G. Jack Parisi must wear latex gloves to bed at night just to be safe. Or at least that’s the impression given of Schenectady County’s director of food and environmental health unit in an article headlining in the Daily Gazette Thursday, as he warns citizens of a looming danger threatening stomachs across the region: potluck dinners.

That’s right. Potluck dinners, it’s like playing Russian roulette, only with food.

Granted, there’s a certain degree of danger in eating any food prepared by someone else behind closed doors or at foreign locations. Then again, there’s an inherent danger in eating food altogether. This is not to say that any regulation capriciously enforced by either the county or the state is going to protect people from food-born illness.

But to warn people in a more-than-ominous way about the so-called dangers of shoveling down some glazed ham and cucumber salad at the local farm's fundraiser is just asinine. And to suggest that every church group in the Capital Region apply for a county permit before hosting a Sunday potluck or congregation barbeque is even more ridiculous.

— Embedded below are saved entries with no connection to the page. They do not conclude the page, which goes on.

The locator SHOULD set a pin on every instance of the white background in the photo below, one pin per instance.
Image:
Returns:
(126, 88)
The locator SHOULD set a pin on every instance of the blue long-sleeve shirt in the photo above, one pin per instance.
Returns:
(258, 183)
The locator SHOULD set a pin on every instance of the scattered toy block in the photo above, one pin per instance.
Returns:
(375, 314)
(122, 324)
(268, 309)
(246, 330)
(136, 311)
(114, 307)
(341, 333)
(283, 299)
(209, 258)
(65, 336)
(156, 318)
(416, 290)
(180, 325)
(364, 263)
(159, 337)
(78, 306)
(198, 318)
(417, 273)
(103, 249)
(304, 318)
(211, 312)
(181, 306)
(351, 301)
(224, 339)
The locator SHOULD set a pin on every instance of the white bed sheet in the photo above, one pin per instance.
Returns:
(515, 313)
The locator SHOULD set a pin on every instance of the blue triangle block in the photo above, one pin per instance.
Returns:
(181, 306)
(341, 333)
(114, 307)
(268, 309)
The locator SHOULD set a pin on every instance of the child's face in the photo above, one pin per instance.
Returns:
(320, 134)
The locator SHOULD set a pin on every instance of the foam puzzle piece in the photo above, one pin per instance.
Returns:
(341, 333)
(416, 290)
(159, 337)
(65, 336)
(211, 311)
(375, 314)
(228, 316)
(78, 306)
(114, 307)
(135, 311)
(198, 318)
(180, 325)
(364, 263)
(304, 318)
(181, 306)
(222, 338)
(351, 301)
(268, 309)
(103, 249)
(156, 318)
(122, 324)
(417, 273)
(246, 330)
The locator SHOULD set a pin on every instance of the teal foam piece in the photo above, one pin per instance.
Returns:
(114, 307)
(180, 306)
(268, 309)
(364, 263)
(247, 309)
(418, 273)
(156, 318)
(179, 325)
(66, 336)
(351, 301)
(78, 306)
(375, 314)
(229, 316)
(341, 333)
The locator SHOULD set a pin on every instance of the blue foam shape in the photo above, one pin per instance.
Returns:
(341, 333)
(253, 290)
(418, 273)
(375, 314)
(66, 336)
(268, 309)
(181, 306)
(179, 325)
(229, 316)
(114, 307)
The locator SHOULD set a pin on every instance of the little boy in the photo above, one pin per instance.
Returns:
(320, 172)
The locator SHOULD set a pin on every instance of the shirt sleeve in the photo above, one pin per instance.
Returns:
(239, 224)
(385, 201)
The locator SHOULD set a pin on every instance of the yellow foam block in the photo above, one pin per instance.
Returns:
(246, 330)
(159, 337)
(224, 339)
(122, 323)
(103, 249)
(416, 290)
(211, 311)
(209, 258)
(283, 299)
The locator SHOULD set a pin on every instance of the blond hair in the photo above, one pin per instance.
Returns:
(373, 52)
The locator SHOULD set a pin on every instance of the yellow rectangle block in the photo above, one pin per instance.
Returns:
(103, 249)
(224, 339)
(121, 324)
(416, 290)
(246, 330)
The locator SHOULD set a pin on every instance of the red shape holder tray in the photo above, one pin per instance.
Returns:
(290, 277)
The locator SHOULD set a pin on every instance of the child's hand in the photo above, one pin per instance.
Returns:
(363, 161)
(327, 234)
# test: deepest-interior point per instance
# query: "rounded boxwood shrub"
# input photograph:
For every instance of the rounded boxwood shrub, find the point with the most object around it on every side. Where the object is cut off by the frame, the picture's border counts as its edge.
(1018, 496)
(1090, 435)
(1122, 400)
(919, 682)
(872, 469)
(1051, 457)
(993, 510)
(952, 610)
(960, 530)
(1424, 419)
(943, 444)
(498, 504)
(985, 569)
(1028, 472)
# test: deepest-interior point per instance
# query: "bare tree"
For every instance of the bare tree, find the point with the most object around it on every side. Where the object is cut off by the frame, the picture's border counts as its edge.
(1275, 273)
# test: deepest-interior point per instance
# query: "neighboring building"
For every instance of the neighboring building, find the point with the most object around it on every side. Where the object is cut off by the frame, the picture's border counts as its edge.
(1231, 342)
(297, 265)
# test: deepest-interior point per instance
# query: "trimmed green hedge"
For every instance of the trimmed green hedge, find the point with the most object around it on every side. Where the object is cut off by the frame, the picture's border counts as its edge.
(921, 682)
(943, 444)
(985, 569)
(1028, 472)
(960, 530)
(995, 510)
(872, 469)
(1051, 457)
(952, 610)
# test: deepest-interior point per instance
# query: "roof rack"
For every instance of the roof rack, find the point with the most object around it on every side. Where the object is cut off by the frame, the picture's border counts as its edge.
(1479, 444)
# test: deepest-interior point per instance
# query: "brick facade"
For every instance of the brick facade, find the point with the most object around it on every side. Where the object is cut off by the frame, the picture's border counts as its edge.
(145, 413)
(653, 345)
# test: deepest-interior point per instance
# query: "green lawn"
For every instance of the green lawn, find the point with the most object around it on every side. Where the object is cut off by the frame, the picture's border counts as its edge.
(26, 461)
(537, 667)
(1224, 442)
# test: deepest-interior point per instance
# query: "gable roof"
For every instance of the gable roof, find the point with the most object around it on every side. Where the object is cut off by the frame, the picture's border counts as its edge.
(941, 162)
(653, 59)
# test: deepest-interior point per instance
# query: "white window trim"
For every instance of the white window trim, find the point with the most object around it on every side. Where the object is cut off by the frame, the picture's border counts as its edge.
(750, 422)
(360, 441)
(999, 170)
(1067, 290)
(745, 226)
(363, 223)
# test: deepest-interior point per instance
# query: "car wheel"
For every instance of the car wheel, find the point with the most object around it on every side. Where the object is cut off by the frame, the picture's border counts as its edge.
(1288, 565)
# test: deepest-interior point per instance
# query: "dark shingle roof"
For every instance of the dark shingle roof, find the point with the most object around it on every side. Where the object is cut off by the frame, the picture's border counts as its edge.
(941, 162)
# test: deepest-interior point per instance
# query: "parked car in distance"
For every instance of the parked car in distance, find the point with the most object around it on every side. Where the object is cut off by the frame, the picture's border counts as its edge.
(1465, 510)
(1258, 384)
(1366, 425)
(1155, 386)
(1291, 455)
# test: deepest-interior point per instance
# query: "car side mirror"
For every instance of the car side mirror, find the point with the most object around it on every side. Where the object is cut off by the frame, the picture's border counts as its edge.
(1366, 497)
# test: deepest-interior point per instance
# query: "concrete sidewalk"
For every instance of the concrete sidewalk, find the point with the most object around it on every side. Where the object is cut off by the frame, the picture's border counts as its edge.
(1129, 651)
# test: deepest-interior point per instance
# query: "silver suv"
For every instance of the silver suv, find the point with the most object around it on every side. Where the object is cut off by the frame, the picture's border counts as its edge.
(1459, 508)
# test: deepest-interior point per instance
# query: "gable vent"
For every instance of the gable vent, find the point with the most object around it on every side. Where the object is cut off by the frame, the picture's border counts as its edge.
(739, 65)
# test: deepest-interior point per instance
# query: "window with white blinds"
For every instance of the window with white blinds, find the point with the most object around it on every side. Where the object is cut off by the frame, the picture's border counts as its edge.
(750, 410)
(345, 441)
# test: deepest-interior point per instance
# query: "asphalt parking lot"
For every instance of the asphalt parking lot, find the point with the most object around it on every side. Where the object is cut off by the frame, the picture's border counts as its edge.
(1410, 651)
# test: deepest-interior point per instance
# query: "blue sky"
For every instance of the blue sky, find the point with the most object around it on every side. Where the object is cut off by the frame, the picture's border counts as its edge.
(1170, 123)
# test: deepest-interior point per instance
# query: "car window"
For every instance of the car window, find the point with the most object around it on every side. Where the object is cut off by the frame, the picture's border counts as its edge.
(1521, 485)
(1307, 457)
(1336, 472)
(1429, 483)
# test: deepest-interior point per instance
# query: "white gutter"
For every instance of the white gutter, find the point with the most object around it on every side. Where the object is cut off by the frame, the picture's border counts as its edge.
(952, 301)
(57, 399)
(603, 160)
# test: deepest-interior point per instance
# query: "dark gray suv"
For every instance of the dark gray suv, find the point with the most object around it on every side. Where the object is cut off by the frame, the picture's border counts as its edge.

Even better is Parisi’s threat to perform spot inspections and throw out food if necessary at some of these events. Of course, he’s got enforcer Andrew Suflita, the county’s senior public health sanitarian, to back him up on this idle threat.

“We will shut them down if there’s cause,” he told the Gazette.

Only cookies and similar dry baked goods are safe from this dynamic duo, which must have gotten a large grant from the state and a massive shipment of amphetamines if they think they’re going inspect every church picnic in the county this summer. Well guys, before you start shutting down these potlucks like prohibition-era speakeasies, perhaps you should make sure all the county's restaurants are abiding by this wonderful health code of yours.

Truth be known, there’s hardly any restaurants in the region that abide fully to the state health code; simply put, it’s overbearing and just not practical. In most cases, restaurateurs will catch the health department on the way into their establishment, then rectify most of the minor problems in the back long before they ever start scribbling on their clipboard.

Granted, nobody wants food prepared in a filthy kitchen with roaches scurrying across the floor, or by a guy with jaundice and open sores. But if granny’s potato salad has stood the test of more than a half-century’s worth of stomachs without causing a region-wide bacterial infection, chances are pretty good she’s making it in a somewhat sanitary way.

This said, Parisi and Suflita should find a better hobby than frightening elderly folks looking to raise a few pennies for their organizations. Better yet, maybe the county could find a better hobby for them where they actually earn their inflated paychecks footed by public tax dollars.